In short: Look at this full listing of everything and try to not go too cross-eyed. And that's not even counting the Diaclone and Micro Man Japanese lines whose overstocks and remainders were sold to Hasbro to become the original Transformers toys.
- Likewise, sister franchise G.I. Joe (both are by Hasbro, and earn the occasional Cross Over). Ever since the second generation in 1982, G.I. Joe: A Real American Hero, was accompanied by a comic book and an animated series, the franchise has since earned plenty of other comics and cartoons, two movies, and the occasional game.
- The Lunar series began on the Sega CD, was reworked for the Saturn and PlayStation, had an updated version of the PS reworking, another GBA remake, and is now being remade a fifth time. The PlayStation version is generally best-known (and sadly rather thicker in clichés than the Sega CD original).
- Super Mario Bros.. Less so now, but as well as the games there are the spinoff games in about ten series, three cartoon shows, about four anime films, the live action film, various manga series, three series of American comic books, German comics in Club Nintendo, the Ice Capades, books, and random series that have very little to do with anything (Mario All Stars cartoon series consisting of recycled stuff from the first three, King Koopa's Kool Kartoons).

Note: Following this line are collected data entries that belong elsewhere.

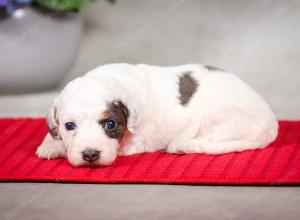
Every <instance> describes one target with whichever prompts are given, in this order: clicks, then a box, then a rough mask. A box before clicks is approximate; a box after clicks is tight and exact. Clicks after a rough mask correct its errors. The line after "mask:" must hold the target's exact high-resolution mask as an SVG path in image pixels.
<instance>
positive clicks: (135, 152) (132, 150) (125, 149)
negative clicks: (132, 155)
mask: <svg viewBox="0 0 300 220" xmlns="http://www.w3.org/2000/svg"><path fill="white" fill-rule="evenodd" d="M144 152H145V150H144V149H143V148H141V147H135V146H126V147H123V148H122V149H120V151H119V155H120V156H129V155H133V154H139V153H144Z"/></svg>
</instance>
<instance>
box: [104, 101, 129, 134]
mask: <svg viewBox="0 0 300 220" xmlns="http://www.w3.org/2000/svg"><path fill="white" fill-rule="evenodd" d="M128 116H129V111H128V109H127V107H126V106H125V105H124V104H123V103H122V102H121V101H113V102H112V103H111V104H110V105H109V107H108V109H107V110H106V111H105V112H104V118H102V119H101V120H100V123H101V124H102V126H103V128H104V131H105V133H106V135H107V136H108V137H110V138H116V139H119V140H120V139H121V138H122V137H123V135H124V132H125V131H126V130H127V118H128ZM109 120H112V121H114V122H115V129H113V130H107V129H105V126H104V125H105V123H106V122H107V121H109Z"/></svg>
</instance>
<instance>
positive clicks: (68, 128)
mask: <svg viewBox="0 0 300 220" xmlns="http://www.w3.org/2000/svg"><path fill="white" fill-rule="evenodd" d="M65 127H66V129H67V130H68V131H71V130H75V129H76V124H75V123H74V122H67V123H65Z"/></svg>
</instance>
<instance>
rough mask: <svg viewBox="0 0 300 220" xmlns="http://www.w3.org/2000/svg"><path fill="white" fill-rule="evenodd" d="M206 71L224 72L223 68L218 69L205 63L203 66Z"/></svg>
mask: <svg viewBox="0 0 300 220" xmlns="http://www.w3.org/2000/svg"><path fill="white" fill-rule="evenodd" d="M204 67H205V68H206V69H207V70H208V71H222V72H225V70H223V69H220V68H218V67H214V66H209V65H206V66H204Z"/></svg>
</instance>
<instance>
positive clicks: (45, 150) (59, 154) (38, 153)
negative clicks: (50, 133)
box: [36, 134, 66, 160]
mask: <svg viewBox="0 0 300 220" xmlns="http://www.w3.org/2000/svg"><path fill="white" fill-rule="evenodd" d="M65 154H66V151H65V147H64V144H63V142H62V140H55V139H53V138H52V137H51V135H50V134H47V136H46V137H45V139H44V141H43V143H42V144H41V145H40V146H39V147H38V148H37V150H36V155H37V156H38V157H39V158H44V159H48V160H50V159H55V158H58V157H64V156H65Z"/></svg>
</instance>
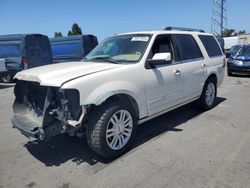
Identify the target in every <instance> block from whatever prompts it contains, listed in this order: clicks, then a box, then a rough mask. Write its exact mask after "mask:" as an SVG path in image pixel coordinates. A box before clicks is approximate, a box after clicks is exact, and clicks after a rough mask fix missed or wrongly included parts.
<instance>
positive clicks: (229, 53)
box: [226, 44, 243, 58]
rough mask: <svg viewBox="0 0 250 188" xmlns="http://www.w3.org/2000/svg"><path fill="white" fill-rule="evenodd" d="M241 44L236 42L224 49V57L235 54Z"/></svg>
mask: <svg viewBox="0 0 250 188" xmlns="http://www.w3.org/2000/svg"><path fill="white" fill-rule="evenodd" d="M242 46H243V45H242V44H236V45H234V46H232V47H231V48H230V49H229V50H227V51H226V58H229V57H230V56H231V55H233V54H235V53H236V52H237V51H238V50H239V49H240V48H241V47H242Z"/></svg>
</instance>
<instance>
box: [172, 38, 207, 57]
mask: <svg viewBox="0 0 250 188" xmlns="http://www.w3.org/2000/svg"><path fill="white" fill-rule="evenodd" d="M172 40H173V46H174V48H175V49H176V51H177V53H176V54H175V55H176V61H188V60H194V59H200V58H203V55H202V53H201V50H200V47H199V46H198V44H197V42H196V41H195V39H194V37H193V36H192V35H189V34H175V35H173V36H172Z"/></svg>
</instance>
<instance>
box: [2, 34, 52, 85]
mask: <svg viewBox="0 0 250 188" xmlns="http://www.w3.org/2000/svg"><path fill="white" fill-rule="evenodd" d="M0 59H3V60H4V61H5V64H6V68H7V71H8V73H7V74H6V75H5V76H1V77H0V79H1V80H2V81H3V82H12V79H13V77H14V75H15V74H16V73H17V72H19V71H21V70H24V69H28V68H33V67H37V66H41V65H47V64H50V63H52V53H51V47H50V42H49V38H48V37H47V36H45V35H41V34H17V35H0Z"/></svg>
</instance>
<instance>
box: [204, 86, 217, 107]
mask: <svg viewBox="0 0 250 188" xmlns="http://www.w3.org/2000/svg"><path fill="white" fill-rule="evenodd" d="M214 98H215V85H214V83H212V82H210V83H209V84H208V85H207V89H206V103H207V105H209V106H211V105H212V104H213V102H214Z"/></svg>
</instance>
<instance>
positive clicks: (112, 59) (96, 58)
mask: <svg viewBox="0 0 250 188" xmlns="http://www.w3.org/2000/svg"><path fill="white" fill-rule="evenodd" d="M88 60H90V61H91V60H103V61H105V62H110V63H114V64H119V62H118V61H115V60H114V59H112V58H111V57H108V56H98V57H94V58H91V59H88Z"/></svg>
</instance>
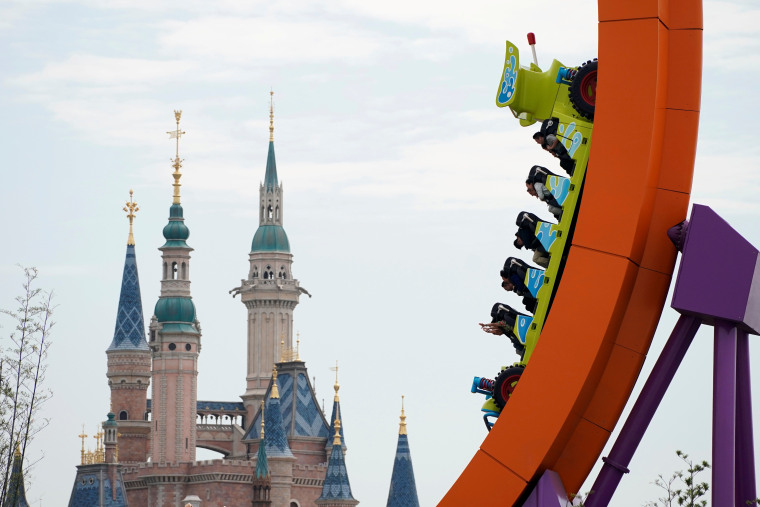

- Sonic the Hedgehog has an anime, an adaptation of that anime, an OVA, two American animated series that were launched simultaneously, a later American animated series, another American animated series over a decade after those three, a U.S. comic, a UK comic, several manga, and numerous '90s book adaptations not based off any comic. And we haven't even mentioned the spinoff games.
- Pokémon: There's the original games, the spinoff titles, the remakes of the older games (which both expand upon the originals and retcon certain aspects of them), the anime, at least three manga adaptations of the anime and several movie-specific ones, various adaptations of the games, over 30 other manga which seem to do their own thing separate of other continuities. And that's just the beginning.
- Scooby-Doo spawned numerous animated series, including a Spinoff Babies series, as well as many animated movies (Reluctant Werewolf and The Ghoul School), several live action movies, more animated movies (Zombie Island, The Alien Invaders, etc.), another animated series with a modern update, and many more animated movies based off of that series.